With the 13th pick, the LG Sakers, fresh off their failed experiment with Davon Jefferson, drafted Bouldin. As he was making his way to sign his contract, the Goyang Orions selected Jackson at No. 14. Jackson, who grew up in a tough part of Memphis, said it was a life-changing moment. He suddenly had a six-figure deal. “I don’t know if you can understand where I came from,” he said. “I’m just thankful right now.” As the proceedings came to a close, most of the players, including McCants and Parker, had gone undrafted. Parker remained seated for several minutes before he retrieved his maroon suitcase at the back of the room. He was headed home to Brooklyn.

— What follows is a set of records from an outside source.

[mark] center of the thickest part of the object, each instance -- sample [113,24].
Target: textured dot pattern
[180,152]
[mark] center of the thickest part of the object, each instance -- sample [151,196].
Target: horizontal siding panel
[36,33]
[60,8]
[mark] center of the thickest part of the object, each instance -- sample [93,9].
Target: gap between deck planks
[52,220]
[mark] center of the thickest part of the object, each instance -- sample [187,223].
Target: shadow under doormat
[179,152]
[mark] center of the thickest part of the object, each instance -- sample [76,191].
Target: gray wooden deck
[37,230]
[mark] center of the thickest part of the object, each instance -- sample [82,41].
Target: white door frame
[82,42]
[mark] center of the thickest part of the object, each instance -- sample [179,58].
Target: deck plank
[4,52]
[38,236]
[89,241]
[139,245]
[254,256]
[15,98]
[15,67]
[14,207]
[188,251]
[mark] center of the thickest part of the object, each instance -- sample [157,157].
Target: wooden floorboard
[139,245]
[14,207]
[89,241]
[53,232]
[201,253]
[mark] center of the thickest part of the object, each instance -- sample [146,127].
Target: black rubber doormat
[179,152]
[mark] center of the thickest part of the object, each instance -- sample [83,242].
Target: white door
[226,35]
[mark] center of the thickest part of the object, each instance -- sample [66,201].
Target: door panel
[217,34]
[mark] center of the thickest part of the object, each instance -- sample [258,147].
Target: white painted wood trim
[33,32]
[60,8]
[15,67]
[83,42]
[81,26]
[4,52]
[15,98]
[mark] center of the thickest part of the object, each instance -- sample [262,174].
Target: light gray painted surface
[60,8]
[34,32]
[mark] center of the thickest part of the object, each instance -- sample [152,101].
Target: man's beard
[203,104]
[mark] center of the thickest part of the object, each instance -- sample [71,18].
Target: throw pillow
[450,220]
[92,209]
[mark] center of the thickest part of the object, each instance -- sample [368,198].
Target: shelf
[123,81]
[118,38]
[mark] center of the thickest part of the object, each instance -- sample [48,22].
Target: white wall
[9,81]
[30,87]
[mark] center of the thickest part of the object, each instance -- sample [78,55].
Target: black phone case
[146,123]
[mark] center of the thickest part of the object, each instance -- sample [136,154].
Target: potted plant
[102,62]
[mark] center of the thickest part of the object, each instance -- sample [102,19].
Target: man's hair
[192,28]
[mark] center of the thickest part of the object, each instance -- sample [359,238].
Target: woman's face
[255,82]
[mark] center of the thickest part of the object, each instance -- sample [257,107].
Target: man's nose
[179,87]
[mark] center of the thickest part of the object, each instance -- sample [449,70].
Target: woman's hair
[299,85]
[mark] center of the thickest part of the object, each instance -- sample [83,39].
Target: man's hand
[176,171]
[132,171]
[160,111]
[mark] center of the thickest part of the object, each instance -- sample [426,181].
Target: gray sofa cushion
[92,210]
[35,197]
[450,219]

The Korean Basketball League, or K.B.L., essentially relocates to Las Vegas every July when dozens of officials — executives, coaches and scouts from each of the league’s 10 teams — descend en masse for an invitation-only tryout, held this year at the high school, followed by an import draft, which this year was held Tuesday in a grand ballroom at the Palms Casino Resort. “The American players are a lot different from the Korean players,” said S. J. Kimm, the chief operating officer for the Seoul Samsung Thunders. “Their whole style of play is different. We’re trying to supplement what we don’t have.”
Not so long ago, the tryout was the sole province of big men. Because South Korea already had its share of guards, the league typically turned to the United States for post players. But some officials said they thought the game was losing its speed and finesse, so a new rule was introduced this year: Each team could draft only one player taller than 6-4. “We want the games to be exciting and fun for Korean fans,” said Jaemin Lee, the league’s executive director for basketball operations.
They will do this because the 20 jobs that will be filled in the two-round draft are as good as any in international basketball, with $20,000 to $30,000 a month salaries paid regularly in American dollars, tax free. And that is worth watching a wooden box shaped like an octagon spin on a Rolodex stand. The box stopped spinning. A marble dropped out. One of the sober men in the sober suits picked it up and pinched it between his thumb and forefinger. “Blue,” he said. The Seoul Samsung Thunders had won the first pick. “It’s a ridiculous process but this is what they do,” said Rod Benson a 30-year-old forward who played in college at the University of California said as he stood in lobby outside the grand ballroom.